Some examples of helpful tasks completed with Local Operator:

- 🔄 **[Automated Git Commit Message Generation](examples/notebooks/github_commit.ipynb)**: Generates commit messages from git diffs using `qwen/qwen-2.5-72b-instruct`.
- 🔀 **[End-to-End Pull Request Workflow Automation](examples/notebooks/github_pr.ipynb)**: Automates pull request creation, code review, and template completion.
- 🔢 **[MNIST Digit Recognition with Deep Learning](examples/notebooks/kaggle_digit_recognizer.ipynb)**: End-to-end solution for Kaggle Digit Recognizer competition, achieving 99.3% accuracy.
- 🏠 **[Advanced House Price Prediction with XGBoost](examples/notebooks/kaggle_home_data_competition.ipynb)**: Tackles Kaggle Home Data competition using XGBoost, achieving a top 5% score.
- 🚢 **[Titanic Survival Prediction using LightGBM](examples/notebooks/kaggle_titanic_competition.ipynb)**: Predicts Titanic survival using LightGBM, achieving 77% accuracy.
- 🌐 **[Web Research and Data Extraction Techniques](examples/notebooks/web_research_scraping.ipynb)**: Extracts Canadian sanctions list using web scraping with `qwen/qwen-2.5-72b-instruct` and SERP API.
- 📈 **[Business Pricing and Margin Calculation](examples/notebooks/business_pricing_margin.ipynb)**: Assists with business pricing decisions by calculating optimal subscription prices.

## 👥 Contributing

We welcome contributions from the community!

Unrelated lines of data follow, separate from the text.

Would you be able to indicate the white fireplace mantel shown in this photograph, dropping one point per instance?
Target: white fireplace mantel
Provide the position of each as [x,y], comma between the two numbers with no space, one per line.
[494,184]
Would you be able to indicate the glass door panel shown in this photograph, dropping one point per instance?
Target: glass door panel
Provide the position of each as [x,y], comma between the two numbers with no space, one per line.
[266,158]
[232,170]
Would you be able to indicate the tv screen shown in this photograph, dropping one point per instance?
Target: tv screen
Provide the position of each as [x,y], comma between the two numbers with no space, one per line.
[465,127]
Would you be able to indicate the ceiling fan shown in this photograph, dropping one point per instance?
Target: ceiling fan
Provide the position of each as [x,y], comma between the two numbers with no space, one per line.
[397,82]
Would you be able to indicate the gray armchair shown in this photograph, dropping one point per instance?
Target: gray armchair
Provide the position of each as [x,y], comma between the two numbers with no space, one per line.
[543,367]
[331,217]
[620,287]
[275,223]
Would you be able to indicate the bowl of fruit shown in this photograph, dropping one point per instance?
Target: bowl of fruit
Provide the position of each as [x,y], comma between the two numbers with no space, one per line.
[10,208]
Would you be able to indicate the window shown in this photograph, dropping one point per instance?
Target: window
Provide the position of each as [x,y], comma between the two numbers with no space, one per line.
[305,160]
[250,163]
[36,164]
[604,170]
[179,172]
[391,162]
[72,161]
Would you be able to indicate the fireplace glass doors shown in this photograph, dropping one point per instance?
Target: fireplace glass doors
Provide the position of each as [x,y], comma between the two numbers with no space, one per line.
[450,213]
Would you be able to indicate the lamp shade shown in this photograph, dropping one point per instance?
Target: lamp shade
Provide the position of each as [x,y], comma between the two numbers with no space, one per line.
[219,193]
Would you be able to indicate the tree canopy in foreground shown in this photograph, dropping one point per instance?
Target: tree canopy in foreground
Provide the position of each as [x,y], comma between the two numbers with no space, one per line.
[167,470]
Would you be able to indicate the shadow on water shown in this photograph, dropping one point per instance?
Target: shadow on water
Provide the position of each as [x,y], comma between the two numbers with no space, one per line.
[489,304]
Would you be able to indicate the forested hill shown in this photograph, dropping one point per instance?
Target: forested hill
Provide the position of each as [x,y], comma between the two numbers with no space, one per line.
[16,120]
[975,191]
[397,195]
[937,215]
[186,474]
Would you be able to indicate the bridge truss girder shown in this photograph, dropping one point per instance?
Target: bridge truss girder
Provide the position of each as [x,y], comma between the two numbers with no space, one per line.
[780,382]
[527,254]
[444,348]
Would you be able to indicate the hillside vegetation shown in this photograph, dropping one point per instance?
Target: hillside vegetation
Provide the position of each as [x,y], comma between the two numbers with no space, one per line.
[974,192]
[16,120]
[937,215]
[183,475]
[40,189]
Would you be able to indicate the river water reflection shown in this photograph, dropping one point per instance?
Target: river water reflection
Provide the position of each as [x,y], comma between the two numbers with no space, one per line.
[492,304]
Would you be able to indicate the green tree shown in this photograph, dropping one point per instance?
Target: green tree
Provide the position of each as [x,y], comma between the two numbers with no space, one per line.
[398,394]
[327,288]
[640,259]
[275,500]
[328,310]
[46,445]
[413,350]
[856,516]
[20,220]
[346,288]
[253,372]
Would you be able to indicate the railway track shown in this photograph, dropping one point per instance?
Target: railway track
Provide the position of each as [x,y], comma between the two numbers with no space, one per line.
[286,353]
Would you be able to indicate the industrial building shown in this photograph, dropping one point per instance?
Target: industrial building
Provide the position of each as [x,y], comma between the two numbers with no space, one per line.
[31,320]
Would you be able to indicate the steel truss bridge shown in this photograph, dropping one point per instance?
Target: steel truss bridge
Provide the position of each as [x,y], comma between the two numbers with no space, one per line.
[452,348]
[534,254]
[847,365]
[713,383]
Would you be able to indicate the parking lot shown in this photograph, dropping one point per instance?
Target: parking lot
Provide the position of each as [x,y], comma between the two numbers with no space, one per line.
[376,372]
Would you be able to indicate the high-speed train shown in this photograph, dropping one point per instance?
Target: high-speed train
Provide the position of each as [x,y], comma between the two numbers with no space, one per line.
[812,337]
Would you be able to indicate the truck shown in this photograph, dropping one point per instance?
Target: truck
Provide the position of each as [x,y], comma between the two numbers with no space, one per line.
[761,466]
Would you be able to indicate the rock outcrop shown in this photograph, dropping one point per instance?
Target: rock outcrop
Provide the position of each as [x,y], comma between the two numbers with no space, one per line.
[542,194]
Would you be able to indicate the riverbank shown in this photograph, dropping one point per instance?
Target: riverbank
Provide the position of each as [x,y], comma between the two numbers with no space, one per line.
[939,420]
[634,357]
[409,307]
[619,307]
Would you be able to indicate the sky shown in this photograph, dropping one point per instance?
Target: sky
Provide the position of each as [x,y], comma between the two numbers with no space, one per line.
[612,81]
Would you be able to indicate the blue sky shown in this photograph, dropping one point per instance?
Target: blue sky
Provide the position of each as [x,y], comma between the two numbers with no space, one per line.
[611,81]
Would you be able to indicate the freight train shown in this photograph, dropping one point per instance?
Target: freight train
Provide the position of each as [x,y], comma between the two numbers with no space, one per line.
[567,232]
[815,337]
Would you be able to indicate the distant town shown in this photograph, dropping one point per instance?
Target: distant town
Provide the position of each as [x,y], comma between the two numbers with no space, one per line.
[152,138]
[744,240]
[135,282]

Please see [CONTRIBUTING.md](CONTRIBUTING.md) for guidelines on how to:

- Submit bug reports and feature requests
- Set up your development environment
- Submit pull requests
- Follow our coding standards and practices
- Join our community discussions

Your contributions help make Local Operator better for everyone. We appreciate all forms of help, from code improvements to documentation updates.

## 🔒 Safety Features

The system includes multiple layers of protection:

- Automatic detection of dangerous operations (file access, system commands, etc.)
- User confirmation prompts for potentially unsafe code
- Agent prompt with safety focused execution policy
- Support for local Ollama models to prevent sending local system data to 3rd parties

## 📝 License

This project is licensed under the MIT License - see the LICENSE file for details.